Over the next 10 years, Kirb went to school at night to earn a degree in electrical engineering from Drexel University. PJM moved to Valley Forge in 1970, and through the years Kirb rose through the ranks to senior lead knowledge management consultant.

He was there to witness the single biggest game-changing event for the electric industry: retail choice — commonly, if less accurately, referred to as deregulation, which began in PJM in 1997 with Pennsylvania’s Electricity Generation Choice and Competition Act.

“You no longer had your vertically integrated utilities. Everything was diversified and split up, and so the membership grew exponentially. Now you had individuals building power plants … Pre-deregulation, you wouldn’t see this.”

Looking to the future, he said, “I think in the industry there’s going to be a lot of innovation in new power technology. There’s going to be a lot of work done on conservation of energy at the grassroots level. I think there’s a lot of investigation going on now into microgrids and distributed generation. We’re keeping up — PJM is in the middle of the discussions.”

PJM stakeholders took the occasion of Kirb’s final PJM Annual Meeting last month in Atlantic City to fête his contributions to the RTO’s culture over the past half-century, presenting him with gifts, a proclamation from Pennsylvania lauding his years of service — and a standing ovation.

Ed Tatum of Old Dominion Electric Cooperative invoked Kirb’s Santa Claus-like beard and belly, joking that he had spied him leaving a set of Lincoln Logs under the Christmas tree when he was 3.

“He’s a wise, wise man,” Tatum said. “What you taught me is when you’re getting into a situation, you need to know your stuff. You need to be technically accurate.”

Tatum said Kirb also taught him about interpersonal issues: That the only thing you can control is yourself and to not take yourself too seriously. “The value of relationships, you taught that to me,” he told Kirb.

Bob O’Connell of J.P. Morgan Ventures Energy recalled meeting Kirb 32 years ago. The two shared an affinity for fun in the workplace. But O’Connell said his own hijinks paled in comparison with Kirb’s, who already had 20 years on the job.

“I was just a mere amateur about some of the things I did in the office compared with Jim,” he said, adding, “Come next Friday, employees will feel more secure in the workplace because Jim won’t be lurking around the corner for them.”

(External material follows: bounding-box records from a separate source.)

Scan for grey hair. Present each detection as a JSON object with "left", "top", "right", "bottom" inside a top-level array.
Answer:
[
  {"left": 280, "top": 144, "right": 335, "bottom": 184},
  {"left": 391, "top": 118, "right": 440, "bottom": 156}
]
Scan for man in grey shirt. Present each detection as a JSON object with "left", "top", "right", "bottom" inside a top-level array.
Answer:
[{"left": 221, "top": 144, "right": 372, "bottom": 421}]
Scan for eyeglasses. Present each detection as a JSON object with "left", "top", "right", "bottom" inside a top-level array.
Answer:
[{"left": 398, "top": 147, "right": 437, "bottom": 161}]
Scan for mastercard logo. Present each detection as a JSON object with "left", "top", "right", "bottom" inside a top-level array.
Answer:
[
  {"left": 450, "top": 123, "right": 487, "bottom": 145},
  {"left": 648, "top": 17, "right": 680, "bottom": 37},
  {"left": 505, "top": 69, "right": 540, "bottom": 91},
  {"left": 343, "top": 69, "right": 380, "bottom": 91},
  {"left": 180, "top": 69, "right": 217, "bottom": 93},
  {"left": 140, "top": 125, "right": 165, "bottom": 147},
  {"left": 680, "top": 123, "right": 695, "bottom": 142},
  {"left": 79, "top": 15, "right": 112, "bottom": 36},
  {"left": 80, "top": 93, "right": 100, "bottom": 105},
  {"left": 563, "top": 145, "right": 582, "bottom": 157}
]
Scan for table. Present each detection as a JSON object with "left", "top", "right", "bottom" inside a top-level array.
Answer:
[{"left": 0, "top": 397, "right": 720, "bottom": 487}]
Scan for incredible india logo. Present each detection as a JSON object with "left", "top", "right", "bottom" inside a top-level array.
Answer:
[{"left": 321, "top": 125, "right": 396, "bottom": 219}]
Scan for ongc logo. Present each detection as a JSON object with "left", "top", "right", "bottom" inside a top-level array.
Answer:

“That’s a bum rap,” Kirb said with a laugh on his last day of work. “I didn’t play tricks. There was no sleight of hand. I’m too big for that — I can’t hide.”

Looking back at his proudest moments, Kirb pointed to the collegiality among employees that he helped foster.

“It’s really quite a company to work for,” he said of PJM. “It’s a caring company, and it hasn’t really changed. My payroll number was 13. There’s over 600 employees now. The overall care for each other and care for what we’re doing has continued.

“You just have to keep in mind that the other person that you’re dealing with is just as impassioned about their beliefs as you are, and at the end of the day, find the time to be a friend as well,” he said. “That person over the table with whom you’re disagreeing — they’re the same as you. They want the lights to stay on.”

There’s no doubt Kirb has had an outsized impact on the corporate culture: none of the dozen employees who preceded him is still working.

As he enters his first week of retirement, the 70-year-old says he has no particular plans beyond spending more time with his wife, two sons, daughter and 12 grandchildren.

“I’m available if anybody wants,” he said. “I’m always willing to talk. I was once accused that I was vaccinated with a phonograph needle.”